In that respect the research will focus on Novi Zagreb as a paradigmatic case of how architects and planners in an autonomous way through architectural experimentation and speculation have anticipated the development of one consistent part of the city. It will concentrate on one specific time in city’s history – the socialist period after the Second World War during which the most significant urban project in Croatia – Novi Zagreb – was conceived. When we speak about Novi Zagreb we can not say there was an articulate and clear project won in the competition in a particular year conceived by a certain architect, unlike Novi Belgrade at the time the capital of Yugoslavia. We usually associate its origins with the relocation of Zagreb Fair in 1957 on the south side of the river Sava. The biggest Fair in Yugoslavia was logically planned and built in Zagreb as the most important Yugoslav industrial center at the time. Owing to the political neutrality of the country as a founding member of Non-Aligned Movement, Zagreb Fair was the only International Trade Fair at which United States, the Soviet Union and Third World countries exhibited regularly throughout the Cold War. It is widely accepted that South Zagreb, as it was called by the 1970s, has developed as series of housing districts built around the fairgrounds for the growing number of workers in the distraught postwar period starting from 1957. However, the thesis will argue that Novi Zagreb was precisely thought-out, strategically planned and tactically carried out project by architects for the new modern city. The culture of architecture, namely modern architecture that has developed in 1920s and 1930s, was so strong and deeply rooted in Croatian society that even during the Communist Regime the language of modern architecture seemed to be the only logical choice for the development of the new modern city which was to accommodate 250.000 inhabitants.

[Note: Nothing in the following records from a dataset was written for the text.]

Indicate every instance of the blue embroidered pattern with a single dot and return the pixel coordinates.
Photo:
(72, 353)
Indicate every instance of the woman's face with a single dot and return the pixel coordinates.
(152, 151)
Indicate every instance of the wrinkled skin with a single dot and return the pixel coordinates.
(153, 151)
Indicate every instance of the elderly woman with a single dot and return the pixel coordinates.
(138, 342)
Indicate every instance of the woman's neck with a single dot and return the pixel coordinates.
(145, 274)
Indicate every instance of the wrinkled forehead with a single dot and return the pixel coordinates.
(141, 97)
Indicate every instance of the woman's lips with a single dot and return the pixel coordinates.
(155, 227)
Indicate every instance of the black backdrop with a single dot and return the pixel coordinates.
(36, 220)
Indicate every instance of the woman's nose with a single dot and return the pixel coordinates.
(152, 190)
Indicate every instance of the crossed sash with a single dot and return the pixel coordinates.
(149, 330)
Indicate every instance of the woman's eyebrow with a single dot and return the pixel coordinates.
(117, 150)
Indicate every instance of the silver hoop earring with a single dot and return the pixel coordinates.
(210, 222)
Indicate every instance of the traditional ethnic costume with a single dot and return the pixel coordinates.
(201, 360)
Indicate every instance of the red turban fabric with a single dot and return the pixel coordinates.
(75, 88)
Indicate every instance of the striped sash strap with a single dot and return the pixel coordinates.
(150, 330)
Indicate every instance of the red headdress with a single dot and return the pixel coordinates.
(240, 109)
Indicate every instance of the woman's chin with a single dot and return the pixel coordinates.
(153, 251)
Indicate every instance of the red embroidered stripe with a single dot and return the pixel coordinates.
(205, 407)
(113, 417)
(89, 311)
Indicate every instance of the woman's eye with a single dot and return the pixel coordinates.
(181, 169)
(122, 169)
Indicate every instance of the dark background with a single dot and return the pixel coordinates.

In the postwar years after the radical split between Tito and Stalin in 1948 Yugoslavia was placed on a somewhat precarious line between East and West. While remaining categorically communist, the country opted for a position of geopolitical neutrality. Immediately after that historical break Yugoslavia entered a short period of heightened orthodoxy, which for art meant a heightened command of Socialist Realism, but at the beginning of 1950s when the system of self-management was established and when Yugoslavia became economically more independent from Eastern Block, it started slowly to open up towards the West.

In these on going changes on the political and ideological level, the situation in cultural and artistic production in Croatia has, in fact, demonstrated a surprising constancy – the lasting tendency towards modernism. While in other fine arts modern and abstract form was rejected by the regime, the pure abstract form of modern architecture was accepted by the Government and even used to represent the new socialist State. The question is what is inherent in architecture that is resistant to political changes and is vocabulary and aesthetic of architecture something that is acceptable to all political regimes?

In order to find the answer to that question the thesis will focus on the notions of ‘form’ and ‘space’. It will look at the city in terms of ‘form and space’. The ‘form’ and ‘space’ meant as categories which are related to the experience they are capable to enhance and events and rituals accompanied with them, as well as the memory implied as the product of the collectivity and the relation we have with collectivity through them.

Today Novi Zagreb is a part of Zagreb in which roughly lives one fourth of its inhabitants (200.000 people). Although heavily criticized at the time when it was built in early 1960s and during 1970s a recent anthropological study of Novi Zagreb told from the biographical perspective of its inhabitants based on their lived urban experience has shown that the inhabitants, actually, very much like to live there.